1.2. Contribution and Organization

The intention of this paper is to benefit researchers by offering a comprehensive framework for a basic understanding of eye and gaze tracking and their applications in ADAS. To the best of authors’ knowledge, this is the first study that reviews the visual data (i.e., eyes and gaze data) techniques in the context of ADAS applications, though studies do exist regarding individual topics covered in this paper. This paper is organized as follows: Section 2 and Section 3 explain the models and techniques developed for eye and gaze tracking, respectively. The major categories of these models and techniques, with emphasis on the literature in which these techniques were initially proposed, and their respective benefits and limitations, are also discussed. Section 4 explains the driving process and challenges associated with a driver’s visual distraction. In this section, it is explained that how visual data of a driver are collected, processed, and used in ADAS applications. Further, the features of modern vehicles based on utilization of visual data of drivers and other vehicle parameters are summarized in this section. At the end of each section of the paper, necessary information is presented in a comprehensive tabular form. Section 5 concludes the paper with pointers on the future directions in this research field. The authors do admit that the topic presented is too wide and deep to be reviewed by a single paper. We encourage the interested readers to refer to other references, provided at the end of this paper, for further study of specific areas or the topics not covered in this work. For example, operational definitions of driving performance measures and statistics are well-documented in [24].

2. Eye Tracking

2.1. Introduction

The first step in eye tracking is to detect the eyes. The detection of eyes in image or video data is based on eye models. An exemplar eye model should be sufficiently meaningful to accommodate the variability in eyes’ dynamics and appearance while adequately constrained to be computationally efficient. Eye detection and tracking is an arduous job due to exceptional issues, such as degrees of eye openness; variability in size, head pose, and reflectivity; and occlusion of the eye by eyelids [3,25,26]. For instance, a small variation in viewing angle or head position causes significant changes in the eye appearance or gaze direction, as shown in Figure 2. The eye’s appearance is also influenced by ethnicity of the subject, light conditions, texture, iris position within eye socket, and the eye status (open or closed). Eye detection methods are broadly categorized based on eyes’ shape, features, and appearance, as explained below.

Figure 2

The appearances of eyes and eye parts change with head and eye movements. (a) Variability in eye appearance when eye position is fixed but head position varies. (b) Variability in gaze direction when head position is fixed but eyeball rotates.

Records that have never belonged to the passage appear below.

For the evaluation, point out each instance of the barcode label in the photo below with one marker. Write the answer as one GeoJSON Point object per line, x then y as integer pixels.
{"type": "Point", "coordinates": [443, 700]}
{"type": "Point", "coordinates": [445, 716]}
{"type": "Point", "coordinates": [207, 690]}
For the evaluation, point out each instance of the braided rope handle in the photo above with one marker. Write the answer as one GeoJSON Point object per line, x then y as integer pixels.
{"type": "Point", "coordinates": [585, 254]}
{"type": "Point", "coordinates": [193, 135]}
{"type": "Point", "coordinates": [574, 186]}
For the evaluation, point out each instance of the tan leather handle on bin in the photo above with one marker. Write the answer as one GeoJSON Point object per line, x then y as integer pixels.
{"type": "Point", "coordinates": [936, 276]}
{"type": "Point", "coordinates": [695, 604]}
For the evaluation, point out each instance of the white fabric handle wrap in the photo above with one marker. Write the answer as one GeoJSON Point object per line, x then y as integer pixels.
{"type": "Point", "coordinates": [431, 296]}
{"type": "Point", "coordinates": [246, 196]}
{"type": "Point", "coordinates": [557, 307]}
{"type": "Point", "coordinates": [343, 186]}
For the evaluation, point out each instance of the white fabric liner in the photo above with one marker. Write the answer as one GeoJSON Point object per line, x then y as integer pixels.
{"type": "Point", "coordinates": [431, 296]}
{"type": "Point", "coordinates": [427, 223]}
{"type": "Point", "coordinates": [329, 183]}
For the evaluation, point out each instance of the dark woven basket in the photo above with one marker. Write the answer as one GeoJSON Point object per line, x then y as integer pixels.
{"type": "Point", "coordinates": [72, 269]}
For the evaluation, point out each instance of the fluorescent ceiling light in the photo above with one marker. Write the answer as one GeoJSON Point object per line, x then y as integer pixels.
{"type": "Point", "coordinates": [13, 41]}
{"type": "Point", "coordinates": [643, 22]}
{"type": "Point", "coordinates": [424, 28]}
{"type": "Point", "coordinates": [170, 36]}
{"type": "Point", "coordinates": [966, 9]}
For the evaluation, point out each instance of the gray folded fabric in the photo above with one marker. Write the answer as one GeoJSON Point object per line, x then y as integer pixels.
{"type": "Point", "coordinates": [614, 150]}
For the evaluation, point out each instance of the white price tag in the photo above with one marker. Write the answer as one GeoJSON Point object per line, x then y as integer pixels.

2.2. Shape-Based Techniques

An open eye can be efficiently expressed by its exterior (e.g., eyelids) and interior (e.g., iris and pupil) parts. The shape-based techniques are based on a geometric eye model (i.e., an elliptical or a complex eye structure) augmented with a similarity index. The model defines the allowable template deformations and contains parameters for nonrigid template deformations and rigid transformations. The main feature of these techniques is their capability of handling the changes in shape and scale.

2.2.1. Elliptical Eye Models

For simpler applications of eye detection and tracking, the elliptical appearance of the eye can serve the job. Though simple elliptical eye shape models proficiently model features such as the pupil and iris under various viewing angles, these models are lacking in terms of capturing the variations and inter-variations of certain eye features. A major category of the techniques which consider the simple elliptical eye model are known as model fitting techniques which fit the designated features to the elliptical model [27,28]. Typically, in the techniques which utilize the elliptical eye model, pupil boundaries are extracted with the help of edge detection techniques, while transformation algorithms such as the Hough transform are utilized to extract the features of iris and pupil [29]. The authors of [30] and [31] estimated the center of pupil ellipse using thresholds of the image intensities. In their techniques, a constraint of shape circularity is employed to improve the efficiency; however, the model works only for near-frontal faces due to this constraint. Another category of techniques that exploit the simple elliptical eye model calls its members voting-based techniques [31]. The parameter selected in voting techniques support a given hypothesis through an accumulation process. The authors of [32] proposed a voting scheme that utilized temporal and spatial data to detect the eyes. They used a large temporal support and a set of heuristic rules to reject false pupil candidates. A similar voting scheme, which used edge orientation directly in the voting process, was also suggested in [33]. This technique was based on the intensity features of the images, and it relied on anthropomorphic averages and a prior face model to filter out the false positives. A limitation of such techniques is that they basically rely on maxima in feature space. When the number of eye region features decreases, the techniques may mistake other regions, such as eyebrows, for the eyes. So, these techniques are typically applicable when the search region is confined. A low-cost eye tracking system is proposed in [34], where the Starburst algorithm is used for iris detection. This algorithm finds the highest gray-level differences along rays while recursively sparkling new rays at the already found maxima. The Starburst algorithm is basically an active shape model which uses several features along each normal.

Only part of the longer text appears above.